1 comment

Fiction

Toby wondered why, when he showed up on her doorstep drenched in a crimson liquid and shivering from the coldness of his own heart, what caused her to take him in. He hadn’t even said anything, scared of what would escape if he opened his mouth, maybe a scream he had been swallowing, it’s acidic taste burning the back of his throat. All he could do was stare. He was sure his eyes must have been black and cold, his mouth stuck in a permanent sickening sneer, his pale face reflecting the color of a corpse...but none of this compared to what he felt inside: 


Nothing, an ocean of emptiness, a field of desolation. 


Toby felt as if he was watching the life of someone else, someone he didn’t recognize, or didn’t want to. For that reason he hated the women for allowing him into the house, and he hated himself for walking through the door.

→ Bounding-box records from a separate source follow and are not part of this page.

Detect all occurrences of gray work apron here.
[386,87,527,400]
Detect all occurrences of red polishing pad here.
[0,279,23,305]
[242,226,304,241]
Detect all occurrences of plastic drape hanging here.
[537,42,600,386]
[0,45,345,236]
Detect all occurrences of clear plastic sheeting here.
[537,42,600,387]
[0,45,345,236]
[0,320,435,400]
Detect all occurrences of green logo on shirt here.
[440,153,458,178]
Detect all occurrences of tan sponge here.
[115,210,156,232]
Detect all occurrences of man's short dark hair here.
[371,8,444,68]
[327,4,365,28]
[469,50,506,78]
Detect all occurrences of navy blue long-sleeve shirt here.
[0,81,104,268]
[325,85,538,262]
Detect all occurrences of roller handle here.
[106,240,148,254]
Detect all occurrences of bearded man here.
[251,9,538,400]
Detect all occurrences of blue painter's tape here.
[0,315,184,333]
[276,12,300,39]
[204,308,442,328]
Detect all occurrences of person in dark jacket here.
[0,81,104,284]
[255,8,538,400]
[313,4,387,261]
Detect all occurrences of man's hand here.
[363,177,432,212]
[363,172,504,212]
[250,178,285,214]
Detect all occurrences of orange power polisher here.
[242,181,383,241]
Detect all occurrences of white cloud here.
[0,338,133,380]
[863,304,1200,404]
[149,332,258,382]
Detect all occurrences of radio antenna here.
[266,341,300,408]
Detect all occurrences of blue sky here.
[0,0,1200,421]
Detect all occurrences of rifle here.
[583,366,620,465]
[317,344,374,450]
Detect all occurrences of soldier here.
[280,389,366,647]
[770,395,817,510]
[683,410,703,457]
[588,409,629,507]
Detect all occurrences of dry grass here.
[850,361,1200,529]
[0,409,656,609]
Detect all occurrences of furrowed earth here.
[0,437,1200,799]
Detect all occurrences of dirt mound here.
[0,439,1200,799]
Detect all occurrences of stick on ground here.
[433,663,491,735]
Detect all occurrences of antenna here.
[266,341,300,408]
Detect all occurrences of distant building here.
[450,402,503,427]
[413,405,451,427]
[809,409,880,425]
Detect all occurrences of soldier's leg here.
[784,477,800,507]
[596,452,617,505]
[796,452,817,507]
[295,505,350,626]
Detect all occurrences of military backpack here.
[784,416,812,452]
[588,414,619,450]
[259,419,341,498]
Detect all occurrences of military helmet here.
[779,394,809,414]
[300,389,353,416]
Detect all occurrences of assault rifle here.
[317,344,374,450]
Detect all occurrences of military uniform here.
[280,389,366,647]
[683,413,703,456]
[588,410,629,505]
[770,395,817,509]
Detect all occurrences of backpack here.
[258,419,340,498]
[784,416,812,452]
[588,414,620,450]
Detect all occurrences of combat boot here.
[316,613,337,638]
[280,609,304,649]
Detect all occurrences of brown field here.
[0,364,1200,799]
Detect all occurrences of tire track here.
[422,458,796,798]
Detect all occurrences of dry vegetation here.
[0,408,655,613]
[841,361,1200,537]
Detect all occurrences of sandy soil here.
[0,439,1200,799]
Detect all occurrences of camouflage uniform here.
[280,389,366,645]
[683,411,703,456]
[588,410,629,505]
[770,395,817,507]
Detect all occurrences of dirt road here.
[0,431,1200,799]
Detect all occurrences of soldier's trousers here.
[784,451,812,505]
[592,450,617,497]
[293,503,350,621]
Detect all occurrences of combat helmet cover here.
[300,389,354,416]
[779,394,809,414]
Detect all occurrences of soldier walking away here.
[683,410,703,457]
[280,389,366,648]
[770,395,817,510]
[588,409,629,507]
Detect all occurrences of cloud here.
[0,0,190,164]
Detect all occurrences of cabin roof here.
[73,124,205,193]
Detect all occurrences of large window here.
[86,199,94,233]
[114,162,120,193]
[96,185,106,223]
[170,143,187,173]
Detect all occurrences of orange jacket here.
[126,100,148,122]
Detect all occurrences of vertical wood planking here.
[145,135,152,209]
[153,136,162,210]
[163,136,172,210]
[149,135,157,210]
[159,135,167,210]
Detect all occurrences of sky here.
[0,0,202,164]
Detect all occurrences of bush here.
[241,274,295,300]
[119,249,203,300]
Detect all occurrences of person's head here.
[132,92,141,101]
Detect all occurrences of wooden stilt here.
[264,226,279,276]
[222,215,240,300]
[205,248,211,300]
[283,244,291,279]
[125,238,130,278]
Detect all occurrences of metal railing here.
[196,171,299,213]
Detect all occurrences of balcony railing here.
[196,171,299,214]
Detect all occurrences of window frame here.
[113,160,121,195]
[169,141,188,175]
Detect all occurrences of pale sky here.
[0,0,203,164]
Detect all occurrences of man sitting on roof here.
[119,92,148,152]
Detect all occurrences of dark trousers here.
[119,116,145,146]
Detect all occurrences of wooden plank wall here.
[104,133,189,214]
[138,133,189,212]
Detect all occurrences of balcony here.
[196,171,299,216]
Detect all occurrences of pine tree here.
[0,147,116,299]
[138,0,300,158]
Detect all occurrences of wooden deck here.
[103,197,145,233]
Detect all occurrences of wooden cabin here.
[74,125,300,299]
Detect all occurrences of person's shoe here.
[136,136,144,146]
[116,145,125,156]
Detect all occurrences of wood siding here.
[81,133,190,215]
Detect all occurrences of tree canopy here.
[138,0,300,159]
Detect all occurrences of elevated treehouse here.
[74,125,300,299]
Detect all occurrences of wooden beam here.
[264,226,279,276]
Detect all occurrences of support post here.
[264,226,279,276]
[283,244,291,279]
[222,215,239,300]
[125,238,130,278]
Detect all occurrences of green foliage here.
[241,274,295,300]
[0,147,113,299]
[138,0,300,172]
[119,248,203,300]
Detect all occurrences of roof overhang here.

Toby had to stop wondering, and although a shower and a night of resting (he couldn’t sleep) could erase the physical marks of hardship clinging to him, nothing could erase the marks that hid just under his skin, those would stay with him forever. 


The tap of a china cup against the wooden table made Toby jump. The women that placed it there had stopped apologizing for she had gotten used to it, among other things. She had gotten used to his silence, his looks of distant hate and disgust when he looked at her, his episodes of jerking and screaming in his sleep, his moments where he looked so distant she feared he would never come back, and the moments when he did, vanishing for days at a time returning in the same state he arrived with on the first day. 


Sometimes she wondered why when he showed up on her doorstop, wet and shivering, what caused her to take him in, and what caused him to walk through the door. 


The women needed to stop wondering. Pushing the tea cup across the table with her most welcoming smile, she asked the one question that had been eating her up since his arrival. 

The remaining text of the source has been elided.